The FIQ is calling for a clear action plan by the Minister of Health, who pledged to end the election campaign.

According to the FIQ, the TSO settled in the early 2000s, but has become a chronic “management mode” for 10 years. For example, the nursing shortage is difficult to quantify because of a human resource management problem, says Bédard.

“If nothing happens, there will be other events,” promises Ms.
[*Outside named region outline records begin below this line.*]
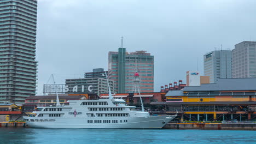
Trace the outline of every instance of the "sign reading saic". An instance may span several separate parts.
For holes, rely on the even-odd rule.
[[[87,88],[84,85],[82,85],[80,89],[78,89],[78,86],[74,86],[73,87],[69,87],[65,85],[44,85],[44,93],[65,93],[68,92],[92,92],[92,86],[90,85]]]

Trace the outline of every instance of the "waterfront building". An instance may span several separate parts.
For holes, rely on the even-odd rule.
[[[182,80],[179,80],[179,83],[177,81],[173,82],[173,85],[172,83],[169,83],[169,86],[168,85],[165,85],[165,87],[161,86],[161,92],[167,93],[169,91],[176,91],[176,90],[181,90],[186,86],[186,84],[182,83]]]
[[[109,80],[109,83],[111,91],[114,92],[114,81]],[[101,93],[108,93],[108,86],[106,78],[66,79],[66,94],[95,93],[100,95]]]
[[[105,79],[105,73],[108,74],[108,71],[104,71],[104,69],[98,68],[92,69],[92,72],[85,73],[84,78],[101,77]]]
[[[37,1],[0,1],[0,101],[36,94]]]
[[[214,51],[203,56],[204,73],[210,76],[210,83],[232,77],[231,57],[231,50]]]
[[[108,76],[116,85],[119,93],[132,93],[133,75],[141,76],[142,92],[154,92],[154,56],[145,51],[128,53],[125,48],[108,53]]]
[[[256,78],[219,79],[216,83],[170,91],[166,102],[150,105],[165,107],[167,113],[178,110],[182,121],[255,121],[255,86]]]
[[[256,77],[256,41],[244,41],[232,50],[232,77]]]
[[[8,102],[0,103],[0,122],[22,120],[22,115],[18,105]]]
[[[187,71],[187,86],[199,86],[210,83],[209,76],[200,76],[198,70]]]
Bédard. We will not stop until they understand. “



The Journal reviewed the 500 testimonials of nurses, nursing assistants and respiratory therapists in Lanaudière on compulsory overtime. For fear of reprisals, they testify anonymously. Here are excerpts:

Exhausted nurses

“What does OST [mandatory overtime] bring to my life? Fatigue, irritability, stress. When I arrive at home after a TSO, it takes me at least a day before recovering! And I’m only 23 years old. “

“The TSO is inhuman. It is devastating the quality of care. “

“Thirty-five hours without sleep, it does not make the staff competent, but we know that in case of error, it will be the fault of the nurse. “

“I see in the corridors of exhausted and tearful caregivers trying to keep smiling despite this pitiful reality. “

“It’s irritating and dangerous, because when I go home by car, after an OSI, my ability is impaired and the risk of accidents for me and others is increased. “

“Do you find it humane to force someone to work 16 hours in a row and barely 8 hours before his next figure? Not 8 hours of sleep, 8 hours to return to your home, go wash, eat and sleep, then return to your post. ” 

The fear of TSO

“Every day, I go to work with the impression of having a sword of Damocles hanging over my head. Will I still stay tonight? I know when my shift starts. But I never know when it will end. “

“We are trapped in our work. This must end ! “

“If I leave, I am guilty. IF I stay, I’m dangerous. […] I am only a puppet who fills a hole in a schedule. “

“In summary, the TSO rots my life. It’s an impossible pressure to endure, I wonder every day if I’m going to work because I’m already exhausted and I do not want to stay in TSO. I’m scared for my work permit, I’m scared for patients and my work colleagues. “

Threats of the boss

“We use our dedication to our patients to threaten us, we use warnings, suspensions, false promises and all kinds of ways to stay. […] I saw girls crying. “

“I was told by the scheduling clerk that she did not care about our privacy and that she had to plug holes in the schedule. But what kind of environment do I work in? “

Family life goes crazy

“We do not ask for the moon, only to go home at night. It is not normal to put mother, mother-in-law, neighbor, etc., waiting to know if can go home at night. “

“Today, I’m pregnant. No TSO for me. When I return (maternity), I will be first on the list. With a child of one year at home. “

“I am single parent and my ex threatens to ask for permanent custody because of my work because I can not always respect my shared custody schedule. I have migraines and constant stress. “

Leave the profession

“How many times do I have to tell myself that working at the corner store is more interesting to me? “

“I worked at the factory for a long time, at the minimum wage, and my working conditions were much better. “

“It’s been six months since I was a nurse and I’ve already said a good dozen times: Why did I become a nurse? Why did I make this choice? Must be sick! It’s not normal ! “



Total: + 31% over 5 years

  • 2017-2018: $ 270,216,095
  • 2016-2017: $ 222,022,590
  • 2015-2016: $ 195,420,885
  • 2014-2015: $ 203,515,426
  • 2013-2014: $ 206,515,784

Source: MSSS (Nurses and Licensed Practical Nurses)

* The ministry does not compile mandatory overtime.